Zoe sipped from her hot chocolate, watching O’Donnell as she left. “She doesn’t like me.”
“She’s just very intense.” Tatum smiled at her. “Ready to leave?”
“I’m thinking of getting another hot chocolate to go.”
“Well, don’t rush into a decision you’ll regret later.”
“It’s really good.”
“I’m sure it is. Go get your hot chocolate. We have serial killers to catch.”
CHAPTER 13
Harry Barry was in a gloating mood that afternoon. There had been a huge cocaine bust in South Chicago. Everyone was talking about it—it was front-page material. And who had the story? Was it Nick Johnson, the Chicago Daily Gazette’s senior crime journalist? Nope! Guess again. It was Harry Barry. He was the one with the source in the team that made the bust. He was the one with the witness account. He was the one scheduled to talk to a suspect’s defense attorney. And Nick Johnson and his mediocre somber articles would have to watch while Harry basked in the glory.
Harry’s mom had often told him as a child that gloating and bragging were things that “lesser men” did. But Harry qui
ckly concluded that it seemed lesser men had all the fun. And besides, his mom would brag endlessly about her silver cutlery set and about that one time she met Richard Gere in person. Even as a child, Harry was quick to spot hypocrisy.

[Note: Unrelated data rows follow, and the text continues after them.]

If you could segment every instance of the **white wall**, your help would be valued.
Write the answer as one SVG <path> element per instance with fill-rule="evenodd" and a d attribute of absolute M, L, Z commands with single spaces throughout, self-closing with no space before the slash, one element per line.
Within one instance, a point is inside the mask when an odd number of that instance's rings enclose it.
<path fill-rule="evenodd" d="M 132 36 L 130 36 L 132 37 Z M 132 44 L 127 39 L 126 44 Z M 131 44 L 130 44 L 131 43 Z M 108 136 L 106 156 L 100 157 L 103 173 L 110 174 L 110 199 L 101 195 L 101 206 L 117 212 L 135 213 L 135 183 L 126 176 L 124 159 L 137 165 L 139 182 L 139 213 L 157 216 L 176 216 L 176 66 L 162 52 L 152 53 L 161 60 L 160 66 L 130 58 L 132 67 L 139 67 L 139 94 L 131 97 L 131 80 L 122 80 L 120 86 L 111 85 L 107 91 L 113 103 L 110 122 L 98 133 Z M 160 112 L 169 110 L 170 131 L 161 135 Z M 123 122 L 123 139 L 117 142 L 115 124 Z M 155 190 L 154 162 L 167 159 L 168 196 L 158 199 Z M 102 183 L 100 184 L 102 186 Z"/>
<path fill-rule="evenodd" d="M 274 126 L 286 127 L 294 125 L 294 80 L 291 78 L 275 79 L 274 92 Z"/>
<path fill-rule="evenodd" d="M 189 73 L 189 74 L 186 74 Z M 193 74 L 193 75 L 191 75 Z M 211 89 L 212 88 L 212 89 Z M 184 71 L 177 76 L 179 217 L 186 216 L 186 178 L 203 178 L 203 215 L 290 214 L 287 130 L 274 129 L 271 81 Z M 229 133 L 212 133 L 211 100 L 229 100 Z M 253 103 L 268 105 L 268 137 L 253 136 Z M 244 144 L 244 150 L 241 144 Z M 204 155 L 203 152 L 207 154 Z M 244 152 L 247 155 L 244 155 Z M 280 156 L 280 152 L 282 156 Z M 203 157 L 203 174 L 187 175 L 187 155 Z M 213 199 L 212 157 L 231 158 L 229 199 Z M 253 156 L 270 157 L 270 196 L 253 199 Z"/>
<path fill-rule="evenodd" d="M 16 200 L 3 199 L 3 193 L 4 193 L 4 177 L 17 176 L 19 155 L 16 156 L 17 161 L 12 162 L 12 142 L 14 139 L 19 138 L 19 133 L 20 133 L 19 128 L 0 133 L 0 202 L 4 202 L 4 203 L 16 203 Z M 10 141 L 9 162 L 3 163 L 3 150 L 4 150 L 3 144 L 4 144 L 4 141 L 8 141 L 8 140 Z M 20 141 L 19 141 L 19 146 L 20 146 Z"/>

Just yesterday, Nick had sauntered over to Harry’s desk to tell him the Catherine Lamb story, which Nick had written, had been quoted in an online New York Post article. But now Catherine Lamb was old news, a two-day-old case with no solid leads. All Nick had today was an interview with Lamb’s dad. Harry had overheard that they’d told Nick to shorten the interview by three hundred words. He considered going over to Nick’s desk to ask him how it was going along.
It definitely sounded like something a lesser man would do. And no man was lesser than Harry.
His desk phone rang. He picked it up. “Harry here.”
“This is Detective O’Donnell from Area Central,” the woman on the other side said. “I wanted to talk to the reporter covering the Lamb case.”
“Oh yeah?” Harry said distractedly. “You got the wrong—”
“We’re looking for someone who might be related to the case, a man named Rod Glover, and I hoped—”
“You got the wrong guy,” Harry said, talking over her. “Here, I’ll transfer you.” He punched Nick’s extension and hung up.
For some reason, his good mood had evaporated. The phone call had interrupted his internal gloating mechanism, and he was left with a sort of hollow sensation he couldn’t quite place. He shook his head, about to return to work, when it sank in.
Rod Glover.
How had he missed it? Was his head so far up his own ass? Rod Glover was Zoe Bentley’s childhood serial killer. He knew that; he was in the process of writing a damn book about it. And he’d just forwarded the call to Nick Johnson like a bumbling amateur.
Rod Glover was related to the Lamb case?
Harry stared at the half-written story of the cocaine bust. It suddenly seemed boring and trite. He’d quoted his source saying it was “another successful law enforcement success targeting major drug cartel activity.” Successful law enforcement success. Who was this Neanderthal? Now that he looked at it, he realized half of what his source had said was badly phrased drivel.